Beta-binomial distribution
Beta binomial distribution is a univariate discrete probability distribution, which can be regarded as a kind of a generalization of the binomial distribution, as in this, the probability of success for a given probability of a single success is indicated, whereas in beta binomial distribution the probability of success is only vaguely known, and Beta distribution is described by a B ( a, b). It thus is a mixed distribution.
Beta binomial distribution has three parameters: s, a, b
Definition
A random variable has a beta binomial distribution with parameters and, in character, if each of the carrier:
The constant C is calculated as follows
With the gamma function.
An alternative notation is
Where the beta function.
Properties
The expected value depends on all three parameters:
As the variance:
The skewness is given as
Special cases
If a = 1 and b = 1, then it is with a discrete uniform distribution, since the carrier contains values .
Applications
The beta - binomial distribution is typically applied in cases where one would normally use a binomial distribution, but can not assume that all individual events have the same probability of entering, but these probabilities are bell-shaped, more or less to a value.
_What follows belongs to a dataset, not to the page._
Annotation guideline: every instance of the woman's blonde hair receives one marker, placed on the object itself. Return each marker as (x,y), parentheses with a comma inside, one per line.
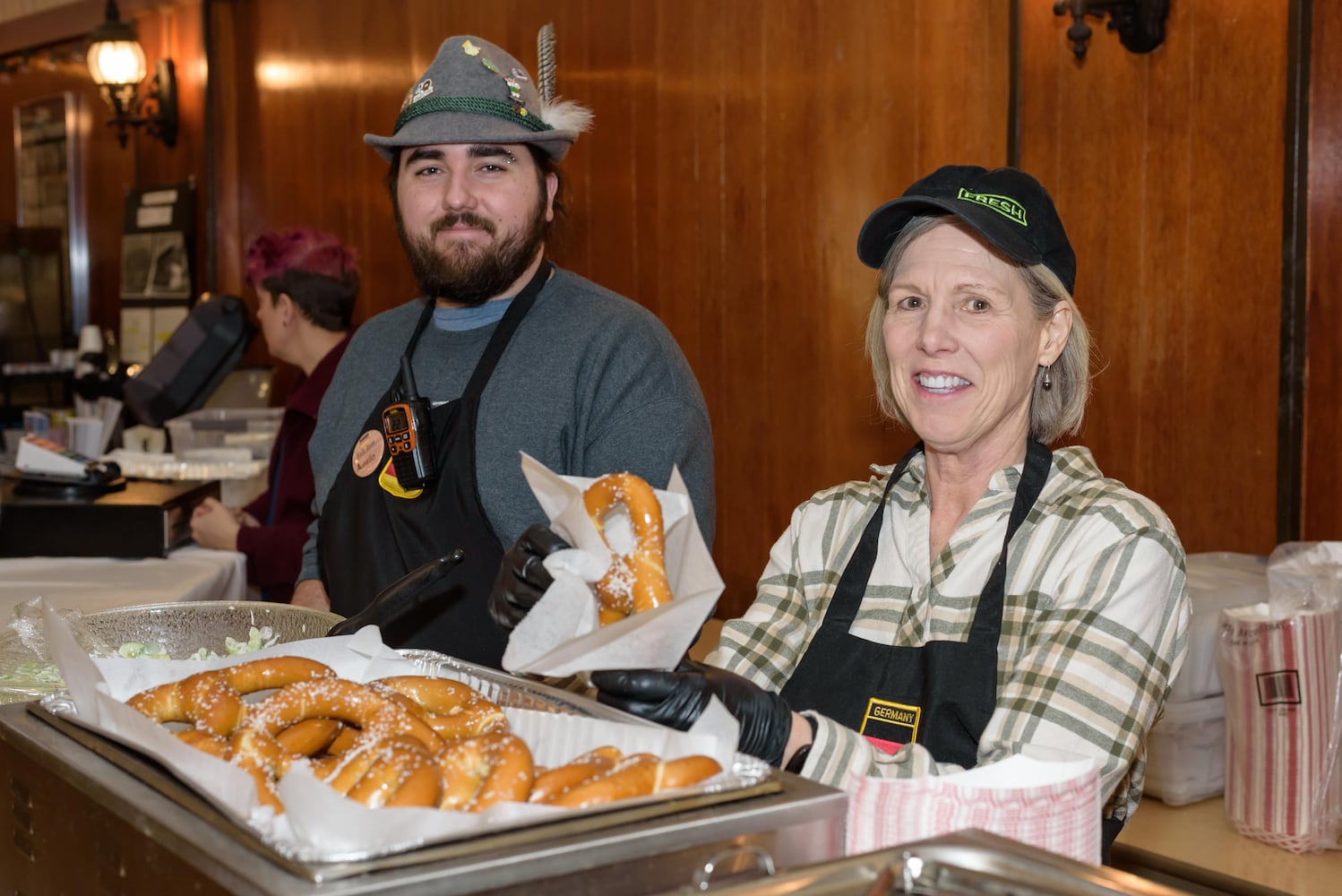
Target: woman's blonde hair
(1053,412)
If you want to know, for example, how many bulbs will fail within the next 12 months, but assumes that the probability of failure of bulb is different for light bulb, then a beta - binomial distribution is appropriate.
Empirically, suppose that you are dealing with a beta - binomial distribution to, even though you 'd rather think of a binomial model, if the data scatter more than expected from the binomial distribution.
Example
Model in Bayesian statistics
An urn contains an unknown number of balls, of which we know from other samples that the proportion of red balls is described by a beta distribution.
There are n times balls are drawn ( with replacement). The probability that x times a red ball is drawn, is in the beta - binomial distribution.
Numerical example
Starting from a complete ignorance of the a priori distribution, which is described by a ( Alternatives are for example ), a " preliminary study " with a drawing will be organized ( with repetition ) of 15 balls. One of these balls is red. Thus, the a posteriori distribution is described by the.
The actual " study" provides a draw of 40 balls. What is needed is the probability that exactly two times a red ball is drawn.
Since in this second drawing, the probability that one is, they can be calculated as follows:
In which
And there and also is generally obtained
This result differs significantly from that which would have been calculated with a "simple" binomial distribution, from. In this case would be the result.
From the graph it is evident that the "simple" binomial fewer results " allow " than that. This happens because you do not neglected in the Bayesian model, that the "true" proportion of red balls is basically unknown, and thus scatter the results stronger.